-Espero que Mike llegue pronto -dijo-. Estoy muerta de hambre.

Enseguida se arrepintió de sus palabras. Edward acababa de pasar la tarde fotografiando a una modelo escuálida y ella, que tenía un trasero descomunal, sólo podía hablar de comida.

-Bueno, muerta de hambre no, pero sí algo hambrienta -intentó enmendar.

No conseguía decir ni hacer nada bien con él delante.

Y de pronto eso ya no importó, porque ya no estaba delante de Edward, sino rodeada de oscuridad.

-¿Qué narices...? -preguntó él. Bella pensaba lo mismo.

Capítulo 4

-¿Edward? -preguntó ella con pánico en la voz.

-Estoy aquí -se levantó, ciego en la oscuridad, y se golpeó las espinillas con el arcón. Dejó el vaso de vino allí con mucho cuidado.

Y menos mal que lo hizo, pues Bella se agarró a su brazo con dedos temblorosos.

-Perdona. La oscuridad y yo no nos llevamos bien.

Edward avanzó despacio, tocando los muebles, hasta que llegó a su lado. Nunca había conocido una oscuridad tan absoluta. No la veía, pero sentía el calor de su cuerpo, olía su perfume y sentía su energía en la mano que le agarraba el brazo.

-¿Alguna mala experiencia? -le preguntó.

La joven soltó una risita temblona.

-Cuando tenía cuatro años me quedé encerrada dos horas en un armario por curiosa. Me sentí aterrorizada. Desde entonces me da pánico la oscuridad.

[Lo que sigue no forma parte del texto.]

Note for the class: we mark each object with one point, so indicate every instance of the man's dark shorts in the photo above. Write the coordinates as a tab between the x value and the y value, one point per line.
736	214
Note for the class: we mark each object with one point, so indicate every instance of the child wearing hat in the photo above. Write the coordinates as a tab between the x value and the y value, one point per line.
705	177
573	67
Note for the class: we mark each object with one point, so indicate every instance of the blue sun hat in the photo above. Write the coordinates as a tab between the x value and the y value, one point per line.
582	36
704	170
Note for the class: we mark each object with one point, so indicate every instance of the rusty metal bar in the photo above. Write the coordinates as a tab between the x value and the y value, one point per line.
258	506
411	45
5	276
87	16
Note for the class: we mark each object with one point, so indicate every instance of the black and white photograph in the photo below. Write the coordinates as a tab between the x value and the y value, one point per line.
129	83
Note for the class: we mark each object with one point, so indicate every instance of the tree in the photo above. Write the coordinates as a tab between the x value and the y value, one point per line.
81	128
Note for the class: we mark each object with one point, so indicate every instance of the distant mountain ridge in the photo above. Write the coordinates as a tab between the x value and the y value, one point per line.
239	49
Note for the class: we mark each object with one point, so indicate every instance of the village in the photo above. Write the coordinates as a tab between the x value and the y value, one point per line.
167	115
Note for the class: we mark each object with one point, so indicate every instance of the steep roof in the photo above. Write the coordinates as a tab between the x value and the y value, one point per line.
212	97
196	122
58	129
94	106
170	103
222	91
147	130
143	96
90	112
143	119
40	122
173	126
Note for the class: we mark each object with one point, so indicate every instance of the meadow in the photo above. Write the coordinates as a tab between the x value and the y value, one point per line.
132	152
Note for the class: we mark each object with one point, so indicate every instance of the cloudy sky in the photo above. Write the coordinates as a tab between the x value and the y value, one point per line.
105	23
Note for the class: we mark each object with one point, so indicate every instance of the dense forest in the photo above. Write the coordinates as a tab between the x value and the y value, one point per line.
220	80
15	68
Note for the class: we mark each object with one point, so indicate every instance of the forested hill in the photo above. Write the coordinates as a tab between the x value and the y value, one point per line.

Volvió a reírse, como si quisiera enmascarar el nerviosismo que resultaba patente en su voz. Edward le tomó la mano.

-No pasa nada, yo estoy aquí. ¿En este edificio se va la luz a menudo?

-Ha pasado dos veces antes, pero era de día - la voz de ella sonaba más segura, menos asustada, y su mano era más firme. Intentó estoy bien.

Su respiración jadeante la traicionaba. No estaba bien, pero hacía lo imposible por dar esa impresión. Edward resistió el impulso de estrecharla en sus brazos y prometerle que todo iba bien. En lugar de eso, se contentó con apretarle la mano con más fuerza.

-Pues yo no -respondió-. Veo menos que un murciélago. ¿Dónde está tu linterna?

Ella se volvió hacia él y le rozó el hombro con la mejilla, gesto que aceleró el corazón de Edward. Era una agonía estar tan cerca, tocarla y olerla.

-No tengo. Se rompió en la mudanza y he olvidado comprar otra -su aliento rozaba el cuello de él y su cabello le acariciaba la mandíbula.

-Está bien. No hay linterna. Cambiemos de planes. ¿Dónde hay una ventana?

Los dedos de ella se entrelazaron con los de él.

-En mi dormitorio. Hay una en el cuarto de baño, pero es pequeña.

-De acuerdo. Llévame a tu dormitorio -a pesar de la oscuridad, cerró los ojos al decir eso. En otras circunstancias...

-Por aquí -ella tiró de su mano y él chocó casi enseguida con algo duro..

-¡Ay! -era la pared.

-Perdona -se disculpó ella.

-Supongo que tú no has chocado contra la pared.

-No. Estoy en el umbral de la puerta.

-Andar a tu lado no funciona -declaró él-. Ahora iré detrás -le puso las manos en los hombros desnudos. En la oscuridad no le costaba nada imaginar que estaba completamente desnuda. Sus. hombros eran suaves, su piel cálida y elástica. Su aroma lo envolvía, lo seducía. Ansiaba estrecharla contra sí, bajar la cabeza y besar la piel delicada de su garganta y seguir luego por el hombro. Quería absorber su calor, su sabor... a ella.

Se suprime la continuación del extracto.